Aux échecs, un gambit est le sacrifice volontaire d'un pion à l'ouverture dans le but d'obtenir un avantage stratégique par la suite. Bien réalisé, il met l'adversaire en position très inconfortable pendant une dizaine de coups voire plus. C'est toutefois une arme à double tranchant qui peut se retourner très vite contre son promoteur si le défenseur joue finement. Les Saoudiens l'ont tenté et se disent maintenant qu'ils auraient peut-être dû y réfléchir à deux fois avant de défier les maîtres en la matière que sont les Russes et les Iraniens.
Retour en arrière... A la mi-2014, l'Arabie Saoudite était en relative position de force. Assad commençait à reperdre du terrain face aux djihadistes sunnites soutenus par Riyad et Doha, et l'espoir renaissait de voir les pipelines qatari d'abord, saoudien ensuite, traverser la Syrie pour rejoindre la Turquie et le marché de consommation européen.
L'arc chiite allait être brisé, l'Iran contenu, la Russie énergétiquement marginalisée... Certes, les discussions sur le nucléaire iranien inquiétait les cheikhs grassouillets (quelle mouche avait donc piqué Obama ?) mais le royaume wahhabite pouvait voir l'avenir avec un relatif optimisme. Patatras...
29 juin 2014 : l'Etat Islamique, dont la progression est stoppée, proclame le califat sur les territoires qu'il contrôle. Pour l'Arabie, gardienne des lieux saint de l'islam, c'est un casus belli, non pas idéologique (les décapitations et atteintes aux droits de l'homme saoudiennes n'ont rien à envier à celle de l'EI), mais symbolique et stratégique. Comment ?! Nos créatures nous échappent, une fois de plus...

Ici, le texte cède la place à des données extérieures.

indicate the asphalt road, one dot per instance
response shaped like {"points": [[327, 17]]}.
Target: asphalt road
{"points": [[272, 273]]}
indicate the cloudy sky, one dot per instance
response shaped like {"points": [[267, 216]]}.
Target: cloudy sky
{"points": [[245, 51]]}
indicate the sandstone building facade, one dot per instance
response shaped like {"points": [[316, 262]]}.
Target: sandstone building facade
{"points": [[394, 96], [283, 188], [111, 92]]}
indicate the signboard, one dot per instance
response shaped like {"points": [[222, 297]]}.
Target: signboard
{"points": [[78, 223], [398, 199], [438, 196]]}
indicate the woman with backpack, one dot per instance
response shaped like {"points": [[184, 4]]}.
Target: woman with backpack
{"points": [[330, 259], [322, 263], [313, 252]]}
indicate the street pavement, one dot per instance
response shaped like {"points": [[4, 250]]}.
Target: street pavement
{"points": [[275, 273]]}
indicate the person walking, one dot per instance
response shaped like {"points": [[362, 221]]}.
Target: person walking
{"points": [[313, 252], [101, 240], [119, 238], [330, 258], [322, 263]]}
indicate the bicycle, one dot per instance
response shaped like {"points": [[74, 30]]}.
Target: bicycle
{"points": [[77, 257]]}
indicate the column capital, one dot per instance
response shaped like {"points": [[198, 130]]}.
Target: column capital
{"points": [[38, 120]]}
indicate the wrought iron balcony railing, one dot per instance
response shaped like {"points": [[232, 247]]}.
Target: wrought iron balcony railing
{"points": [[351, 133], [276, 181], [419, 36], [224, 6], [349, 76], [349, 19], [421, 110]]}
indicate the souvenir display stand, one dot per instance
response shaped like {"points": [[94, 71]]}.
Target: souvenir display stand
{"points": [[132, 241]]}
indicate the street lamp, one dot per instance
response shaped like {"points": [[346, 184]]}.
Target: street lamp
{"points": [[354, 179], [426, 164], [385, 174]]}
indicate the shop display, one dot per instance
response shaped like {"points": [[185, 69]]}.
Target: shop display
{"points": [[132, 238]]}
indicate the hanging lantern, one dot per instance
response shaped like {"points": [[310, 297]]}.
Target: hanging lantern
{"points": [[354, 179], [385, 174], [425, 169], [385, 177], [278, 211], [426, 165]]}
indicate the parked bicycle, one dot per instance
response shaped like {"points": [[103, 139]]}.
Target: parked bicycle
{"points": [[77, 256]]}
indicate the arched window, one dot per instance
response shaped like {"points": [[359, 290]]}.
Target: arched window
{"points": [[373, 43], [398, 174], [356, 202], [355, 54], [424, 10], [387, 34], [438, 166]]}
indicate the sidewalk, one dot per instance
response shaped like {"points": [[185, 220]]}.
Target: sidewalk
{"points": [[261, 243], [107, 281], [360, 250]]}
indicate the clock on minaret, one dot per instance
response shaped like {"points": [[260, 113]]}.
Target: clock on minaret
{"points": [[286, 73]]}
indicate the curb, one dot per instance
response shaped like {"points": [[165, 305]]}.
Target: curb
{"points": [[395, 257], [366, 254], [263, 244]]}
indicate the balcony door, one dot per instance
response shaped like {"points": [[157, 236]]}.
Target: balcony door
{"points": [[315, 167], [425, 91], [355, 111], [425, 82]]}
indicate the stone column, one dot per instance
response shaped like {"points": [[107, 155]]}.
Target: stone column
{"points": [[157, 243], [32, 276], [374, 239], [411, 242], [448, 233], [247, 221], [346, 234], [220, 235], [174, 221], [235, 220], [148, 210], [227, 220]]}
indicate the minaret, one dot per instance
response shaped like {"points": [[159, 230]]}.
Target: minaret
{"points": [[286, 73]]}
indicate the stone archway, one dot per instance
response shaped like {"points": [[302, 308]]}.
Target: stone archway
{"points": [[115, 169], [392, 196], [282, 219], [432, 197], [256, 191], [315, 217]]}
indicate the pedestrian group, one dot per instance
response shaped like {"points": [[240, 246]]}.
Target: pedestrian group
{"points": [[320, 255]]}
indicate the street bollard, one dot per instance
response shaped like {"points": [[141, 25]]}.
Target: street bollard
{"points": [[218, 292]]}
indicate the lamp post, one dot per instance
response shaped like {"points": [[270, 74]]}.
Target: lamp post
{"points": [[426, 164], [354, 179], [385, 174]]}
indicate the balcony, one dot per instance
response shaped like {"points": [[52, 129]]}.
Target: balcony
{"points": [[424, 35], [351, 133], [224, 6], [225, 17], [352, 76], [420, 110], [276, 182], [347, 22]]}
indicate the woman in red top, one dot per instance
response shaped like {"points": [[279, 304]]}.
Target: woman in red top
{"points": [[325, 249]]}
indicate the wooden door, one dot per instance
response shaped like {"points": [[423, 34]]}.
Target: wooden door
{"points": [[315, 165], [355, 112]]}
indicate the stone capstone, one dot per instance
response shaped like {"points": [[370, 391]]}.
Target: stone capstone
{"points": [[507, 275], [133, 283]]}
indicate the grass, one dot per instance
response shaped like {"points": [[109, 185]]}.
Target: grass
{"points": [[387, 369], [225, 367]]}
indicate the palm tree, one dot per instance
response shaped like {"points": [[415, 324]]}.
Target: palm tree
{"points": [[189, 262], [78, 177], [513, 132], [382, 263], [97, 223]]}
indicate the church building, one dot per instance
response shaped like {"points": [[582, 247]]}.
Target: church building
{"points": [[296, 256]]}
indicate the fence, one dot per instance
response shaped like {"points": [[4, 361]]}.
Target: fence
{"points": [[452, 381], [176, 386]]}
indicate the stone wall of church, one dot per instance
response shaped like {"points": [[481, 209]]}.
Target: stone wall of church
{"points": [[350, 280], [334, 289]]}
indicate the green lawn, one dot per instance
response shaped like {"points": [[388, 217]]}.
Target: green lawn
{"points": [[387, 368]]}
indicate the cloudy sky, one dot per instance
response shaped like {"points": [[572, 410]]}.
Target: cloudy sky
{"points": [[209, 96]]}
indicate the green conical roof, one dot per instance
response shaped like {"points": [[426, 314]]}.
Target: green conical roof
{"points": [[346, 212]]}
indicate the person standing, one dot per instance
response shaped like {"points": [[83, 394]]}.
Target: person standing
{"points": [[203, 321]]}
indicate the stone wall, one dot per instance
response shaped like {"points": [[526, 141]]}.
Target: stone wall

14 juillet 2014 : l'accord sur le nucléaire iranien est signé à Vienne, provoquant la fureur des adversaires de Téhéran (et alliés des Etats-Unis dans la région) : nos petits cheikhs wahhabites mais aussi Israël. Les sanctions contre l'Iran seront graduellement levées, ouvrant la porte au renouveau perse au Moyen-Orient. Les câbles Wikileaks ont montré l'invraisemblable paranoïa des dirigeants saoudiens vis-à-vis de Téhéran.
19 septembre 2014 : au Yémen voisin, la rébellion chiite des Houthis attaque la capitale Sanaa et lance sa grande offensive qui culminera avec la conquête de la moitié du pays. L'Iran est-il derrière le soulèvement ? A Riyad, c'est en tout cas la panique. Quoi ?! Des mécréants chiites à nos frontières, presque chez nous... Les pétromonarchies se lanceront dans une opération meurtrière pour la population civile, s'amusant aussi à bombarder des hôpitaux de MSF... Par contre, sur le plan militaire, l'avance de la coalition pétromonarchique en est au point mort et l'intervention se transforme lentement mais sûrement en bourbier, ce que nous prévoyions déjà au mois d'août.
Syrak, Iran, Yémen : le bel édifice saoudien, château de sable, s'écroulait en trois mois. C'est alors que Riyad joua son va-tout, son gambit du roi. Le plan était simple, pour ne pas dire simplet : ouvrir les vannes de l'or noir (sa seule ressource) pour faire drastiquement baisser les cours du pétrole. Pays visés : l'Iran (l'ennemi de toujours), la Russie (qui soutient mordicus Assad) et les Etats-Unis (dont la "trahison" sur le dossier du nucléaire iranien est mal passée).
Un an après, où en est-on ? Le schiste américain a certes senti passer la douleur, mais les autres ? Sous sanction depuis des dizaines d'années, Téhéran en a vu d'autres et ne va pas changer sa politique pour si peu ; les Iraniens ont au contraire encore accru leur aide à Assad et participent maintenant aux combats en Syrie ! De plus, la levée des sanctions internationales se profile à l'horizon (fin 2015-début 2016 d'après les dernières infos). Quant à l'ours russe, il se marre carrément, a dépassé l'Arabie Saoudite en tant que principal fournisseur de la Chine et, pied de nez aux wahhabites, envoie ses Sukhois dans le ciel syrien bombarder les petits protégés de Riyad.
La principale victime du gambit saoudien est en fait... l'Arabie Saoudite elle-même ! Les réserves sont en chute libre (pour l'anecdote, Standart&Poors vient de dégrader la note saoudienne) et le FMI ne lui donne que 5 ans à ce rythme. Le coup de poker s'est transformé en pathétique harakiri mettant en jeu la survie même du royaume des Seoud.